Protein works differently. Eating protein will not yield immediate energy like fat and carbs will, so the body redirects metabolic processes to create energy. The kidneys will then remove any excess protein in the blood. If an excess of protein is consumed regularly, the kidneys may become stressed.
So, eating a meal that contains more than 30 grams of protein is not only a waste, but it can also harm your kidneys long-term. Trying to eat a high protein diet could also put you at risk of weight gain as well, and not in muscle mass. There are four calories per gram of protein. It’s important to monitor how many calories are going in versus how much is burned through physical activity.
When it comes to fat gain, the human body will store any excess calories as fat. In other words, if eating a high protein diet increases your daily caloric intake to the point where it is higher than the daily caloric output, you will gain fat as a result. The same happens with carbohydrates and fats.
If you are trying to build muscle mass, the Dietary Reference Intake (DRI) recommended is 0.8 grams of protein per kilogram of body weight. Depending on your goal and current lean body mass whilst trying to build more lean body mass, protein needs vary. Typically, 1.5 grams per kilograms of body weight is sufficient in combination with a balanced diet.
Keep in mind that the DRI is indicative of the minimum amount of protein you should aim to get in a day. So, 64-kilo person that doesn’t work out would need a minimum of about 50 grams of protein per day per this suggestion. If the same person was trying to build muscle mass, their intake would hover around 95 grams of protein per day.
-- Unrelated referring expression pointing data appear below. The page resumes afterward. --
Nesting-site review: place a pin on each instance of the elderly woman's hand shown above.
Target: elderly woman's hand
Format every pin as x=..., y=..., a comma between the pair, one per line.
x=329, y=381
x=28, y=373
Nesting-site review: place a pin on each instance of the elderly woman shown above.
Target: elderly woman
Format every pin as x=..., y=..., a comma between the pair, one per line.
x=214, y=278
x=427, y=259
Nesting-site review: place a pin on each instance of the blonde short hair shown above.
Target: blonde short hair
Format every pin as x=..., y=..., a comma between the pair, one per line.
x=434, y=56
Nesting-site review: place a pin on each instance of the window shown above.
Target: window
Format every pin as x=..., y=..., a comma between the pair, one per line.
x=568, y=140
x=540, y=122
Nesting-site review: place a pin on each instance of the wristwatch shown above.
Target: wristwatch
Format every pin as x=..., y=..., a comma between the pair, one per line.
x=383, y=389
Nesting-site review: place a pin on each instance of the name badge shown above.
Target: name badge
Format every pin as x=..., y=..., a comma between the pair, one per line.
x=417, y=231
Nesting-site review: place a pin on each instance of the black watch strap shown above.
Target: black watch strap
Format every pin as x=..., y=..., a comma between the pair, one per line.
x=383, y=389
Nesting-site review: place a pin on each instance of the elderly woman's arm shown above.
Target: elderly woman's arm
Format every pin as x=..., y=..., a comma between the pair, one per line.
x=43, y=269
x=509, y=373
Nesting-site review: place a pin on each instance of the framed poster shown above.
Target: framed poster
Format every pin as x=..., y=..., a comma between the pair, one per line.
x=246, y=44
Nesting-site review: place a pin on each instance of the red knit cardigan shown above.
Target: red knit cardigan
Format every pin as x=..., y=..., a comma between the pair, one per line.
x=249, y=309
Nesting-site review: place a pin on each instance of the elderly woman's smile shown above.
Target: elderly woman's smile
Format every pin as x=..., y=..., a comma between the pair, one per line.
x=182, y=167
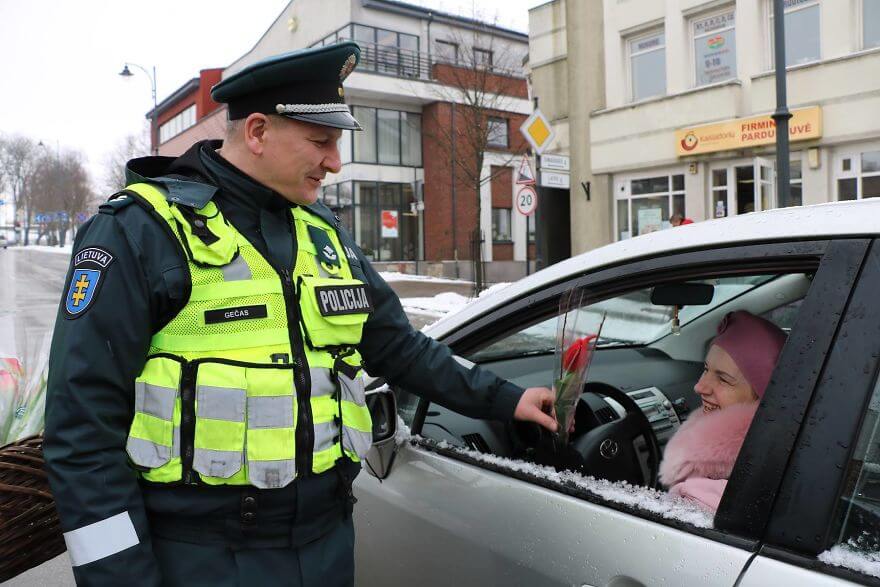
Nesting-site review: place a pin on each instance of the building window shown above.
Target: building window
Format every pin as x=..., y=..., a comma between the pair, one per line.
x=179, y=123
x=501, y=225
x=647, y=60
x=801, y=32
x=714, y=48
x=719, y=193
x=482, y=58
x=389, y=137
x=858, y=176
x=446, y=51
x=796, y=182
x=411, y=139
x=382, y=50
x=365, y=140
x=497, y=132
x=870, y=23
x=646, y=204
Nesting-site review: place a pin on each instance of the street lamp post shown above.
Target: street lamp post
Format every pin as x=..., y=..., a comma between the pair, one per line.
x=126, y=73
x=781, y=116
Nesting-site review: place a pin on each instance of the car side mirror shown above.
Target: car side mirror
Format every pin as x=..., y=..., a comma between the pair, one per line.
x=382, y=404
x=683, y=294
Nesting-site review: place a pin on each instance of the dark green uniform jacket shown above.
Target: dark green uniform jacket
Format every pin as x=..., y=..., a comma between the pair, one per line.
x=98, y=353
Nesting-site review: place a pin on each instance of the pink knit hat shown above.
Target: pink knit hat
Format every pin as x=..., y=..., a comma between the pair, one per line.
x=754, y=345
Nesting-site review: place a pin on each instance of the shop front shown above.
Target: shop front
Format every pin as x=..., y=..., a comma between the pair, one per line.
x=729, y=168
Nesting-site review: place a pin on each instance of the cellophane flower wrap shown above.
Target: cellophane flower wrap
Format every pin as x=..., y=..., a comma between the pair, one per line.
x=23, y=374
x=577, y=334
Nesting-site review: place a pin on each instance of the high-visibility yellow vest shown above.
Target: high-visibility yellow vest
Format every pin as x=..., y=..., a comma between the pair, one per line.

Aside from building muscle mass and promoting fat loss, older individuals may benefit from higher protein intake if they are enduring illness or injury to speed up recovery. High physical activity levels could also require higher protein intake. Ultimately, the amount of protein you need each day varies from person to person and depends on several factors.
Experts agree that the best protein comes from whole foods. Some examples of healthy protein sources include:
- lean meat
- nuts and nut butters
- non-processed soy products
Health professionals also say that high-quality protein powders are a good way to supplement protein into your diet. The best protein powder is one that is plant-based and contains minimal preservatives and sweeteners. Plant-based protein powders can typically provide up to 20 grams of protein per serving. Blend one scoop of protein powder with oak milk, berries and a handful of spinach for a vitamin-packed, protein-rich smoothie. Although the use of protein powders is an effective way to help supplement your diet to ensure you are meeting your daily intake targets, you should aim to get the majority of your daily protein from whole food sources.
Remember that consuming more than 30 grams of protein is too much for just one meal because anything above that number will go straight to the kidneys. In other words, you’re basically throwing your hard-earned cash down the toilet if you’re trying to ingest more than that withing one hour because protein cannot be stored in the body later as carbs and fats can. So, instead of pairing a protein shake with a chicken breast at dinner, you can drink it after your workout or a few hours before. Spacing your protein consumption throughout the day is key to avoid having too much at one time!